LOL, i just realized that that thing next to my name (however it got there) looks like a female boob. haha
I gots to go figure out how to remove it.
I would love to politically destroy the liberal GOP-E. I work hard to do that.
Cornyn and Strauss need to lose their office. I aim to help make that happen. Cornyn has proven to me that he won't listen to the base. His cloture vote to allow unlimited raising of the debt by the executive got him a lot of phone calls, and scathing e-mails from many conservatives, including me. Then, apparently, his mailbox and message center did the 'spin, crash, burn, die' thing. Same thing for supporting Cruz filibuster.
I don't want to 'work with him' I want him to lose his office. I don't need a liberal in there.
/johnny
He'd listen to a base that forces him to listen.
You can't make someone listen if they won't listen.
Nope, Cornyn gets fired just like Dewhurst got fired. I don't want to bring him over, I want him gone. So do a lot of other folks.
And we've got a long time to arrange that.
/johnny
I’m waiting for the articles saying Cruz is just like every other politician. Getting bought off by the big lobbys, big oil, Koch Brothers, etc.
Your $100 and the hundreds of thousands like you and me won’t get mentioned.
Did anybody really say that?
Did anybody really deny that he could win at least one primary -- probably more?
Winning against the Democrat, though, that could be tough for Ted.
If all it takes to thwart your effort is unplugging a phone, then you’re not doing it right. Don’t ask him to listen...force him to listen. Apply real political pressure.
Do you think the left would have taken over the Democrat party if they were stopped by unplugged phones?
As far as I'm concerned, he needs to be fired.
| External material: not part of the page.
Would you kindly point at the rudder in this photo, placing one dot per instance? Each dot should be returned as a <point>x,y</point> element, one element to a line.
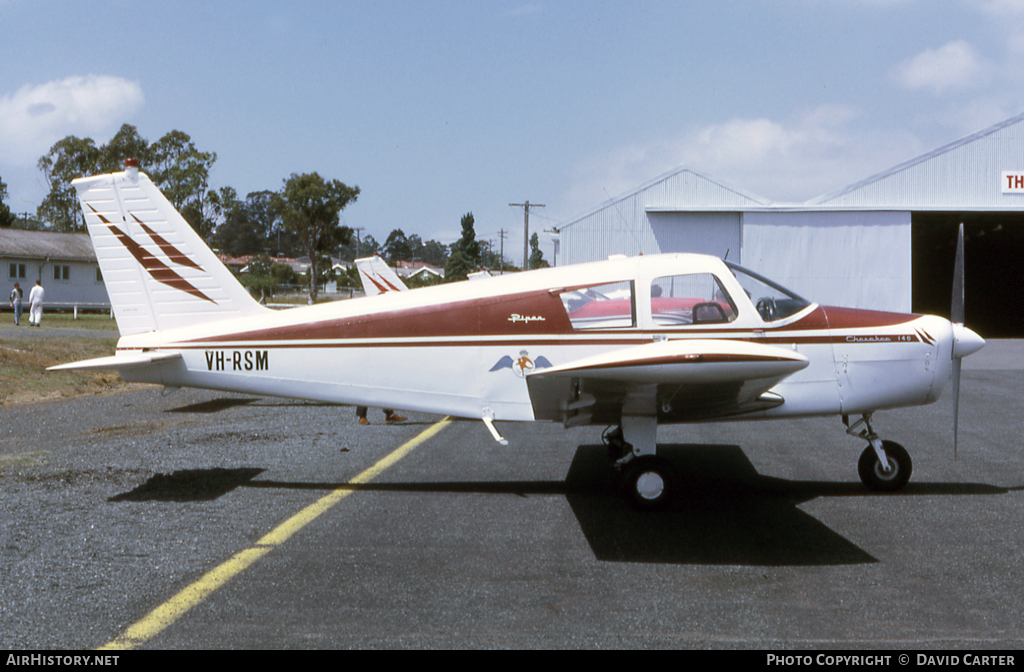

I don't care if the liberal Republicans get fired or not. I'm not a republican, even if I take advantage of their love for open primaries.
I'm very glad that Dewhurst is gone. That's one GOP-E favorite that needed gone. One of the guys that endorsed Dewhurst was Perry, and Perry is gone from Texas politics now, too.
/johnny
Right, you’re not a Republican, yet the existence of the Republican party is a necessary condition for the election of your preferred presidential candidate. I guess that’s principled of you, or something.
As for keeping RINOs in line, it’s all of our responsibility to control politicians who don’t represent our viewpoint. If thousands of people knocking on doors doesn’t work, then let’s find something that does work.
I’m just saying let’s not roll over and accept the premise that we can’t do something about our situation. Rather than accept defeat and resort to passive defeatist tactics like staying home or voting for leftists, let’s man up and be salient and impose our will on the situation.
I never accept the premise of those that would try to get conservatives to vote for a leftist republican candidate.
No rolling over here. We just didn't start early enough with Cornyn. We got an early start this time.
I know getting rid of Dewhurst didn't happen overnight either. He's another one that chose to ignore the base, but the GOP-E loved him. He's fired here now.
Strauss and Cornyn are next.
Beloved by the GOP-E and not listen to the base means firing them.